Peter Strickland’s latest cinematic odyssey of the bizarre is likely to be his most divisive yet; there will be those that hate it by instantly dismissing it as a pretentious art-film, while there will be those at the other extreme of the spectrum that try to find some deep meaning or metaphor in every single scene, shot and piece of dialogue, and then be very smug and self-righteous about it and basically say that if we do not agree with them that we all philistines. Well, I certainly fit with neither of those extremes, but I did really enjoy In Fabric and would recommend it to anyone who is both a fan of the medium of cinema and an appreciator of what cinema can do. I would argue that this is a film where what the viewer gets out of it solely depends on what they are willing to put it in.
As stated, I certainly do not subscribe to either of the extremes that I have just described, but my take on In Fabric is that it is an inclusive cinematic experience in which Strickland wants to have some fun with all the tools that he as a filmmaker has available to him, and very much invites us the audience to have some fun with him. In Fabric is a film that is equally disturbing, confusing and hilarious, and when appreciated and accepted on those terms is a thoroughly enjoyable experience.
For me ‘experience’ is the key word here; In Fabric is all about that experience, as we the viewer are treated to many different visual styles and sounds, with some beautifully put together sequences that feature a set design with an obvious pain-staking attention to detail, while there are an abundance of various sounds and uses of music that have a very much retro feel of so many different styles of films that we have all seen before. The key is that everything is put together with a sense of fun and enthusiasm, and this is perfectly summed up by the constant sense of humour that runs throughout the film. In Fabric does have some truly hilarious moments, even if some of the hilarity comes from the sheer randomness of what is happening on screen – which is in my opinion all very much intentional.
There are many scenes that, if studied on a deep analytical level, make absolutely no sense and perhaps feel random for the sake of it, but (in my opinion) Strickland is not trying to confuse (and therefore alienate) the audience by making things overly cryptic and confusing. To try to make sense of some of the more bizarre individual scenes or plot developments is to miss the point in my opinion. It is all about having some fun with genre, convention and style, and for those of us willing to embrace this, In Fabric is a thoroughly enjoyable cinematic experience.

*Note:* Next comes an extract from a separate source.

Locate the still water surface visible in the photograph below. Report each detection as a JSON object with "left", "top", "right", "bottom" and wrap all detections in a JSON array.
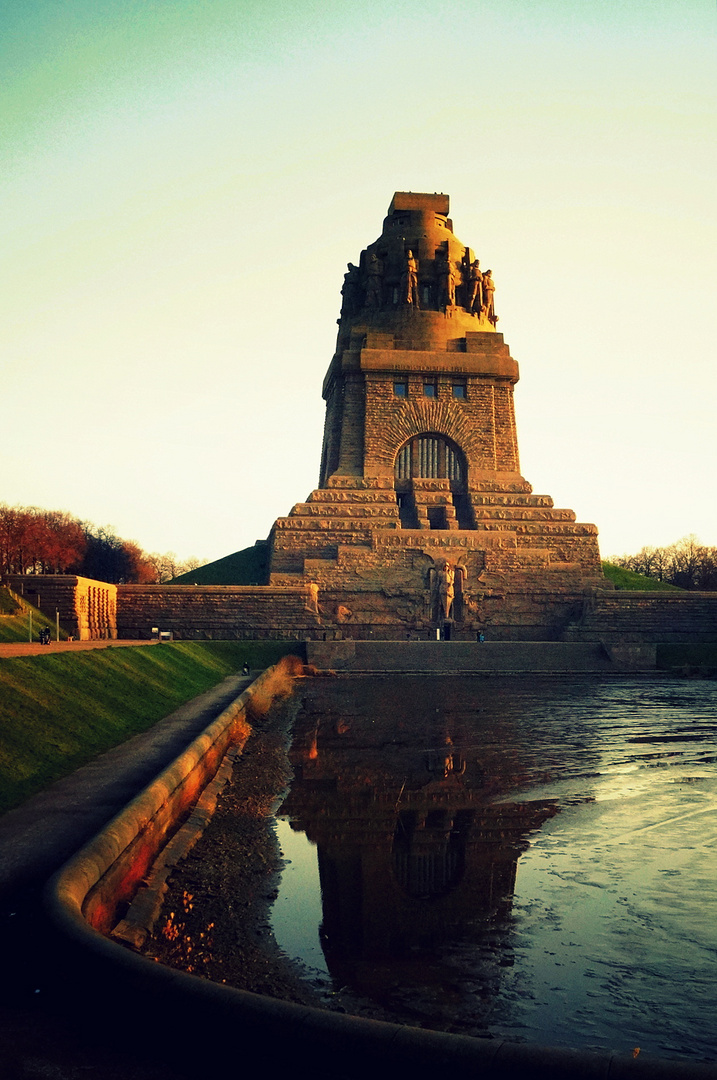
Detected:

There are of course also moments of genuine darkness and nastiness, as to be expected from a film of this genre (!). both of the two main characters of Sheila and Reg do have their own individual initial arcs (as do some of the supporting characters) and we do end up feeling an emotional connection with them, proving that Strickland does also understand the need to give us characters to engage with and care about. The performances from all involved are perfect within the context of the narrative; Marianne Jean-Baptiste portrays her character’s vulnerability perfectly, as this is one of the main reasons why she purchases the dress. Meanwhile, Leo Bill (a main blessed with the unique features of the classic ‘him from that thing’ actor) is also great as Reg. The two standout performances have to be Julian Barrett and Steve Oram as the hilarious double act Stash and Clive – the fact they are even referred to together in the opening credits together ‘as Stash and Clive’ once again confirms both Strickland’s attention to detail and playfulness. I will of course refrain from going into what happens to the main characters, but Strickland’s ability to produce interesting, unique and engaging characters further confirms that he does truly understand cinema and all the various components of filmmaking. From start to finish, In Fabric is a film that does some nasty things, weird things and hilarious things, and for those willing to embrace the ultimate sense of fun that Peter Strickland is making his film with, will be amply rewarded by a unique and rich cinematic experience for all the senses. Understanding the plot may usually be the most important thing for films, but in the case of In Fabric, it is more important to understand what the filmmaker is trying to do, and in doing that it is a film that unlocks many rewards.
Though it is undoubtedly a film not for everyone, for those willing to embrace exactly what Peter Strickland is trying to achieve with In Fabric it is a thoroughly enjoyable and often hilarious cinematic experience for all the senses.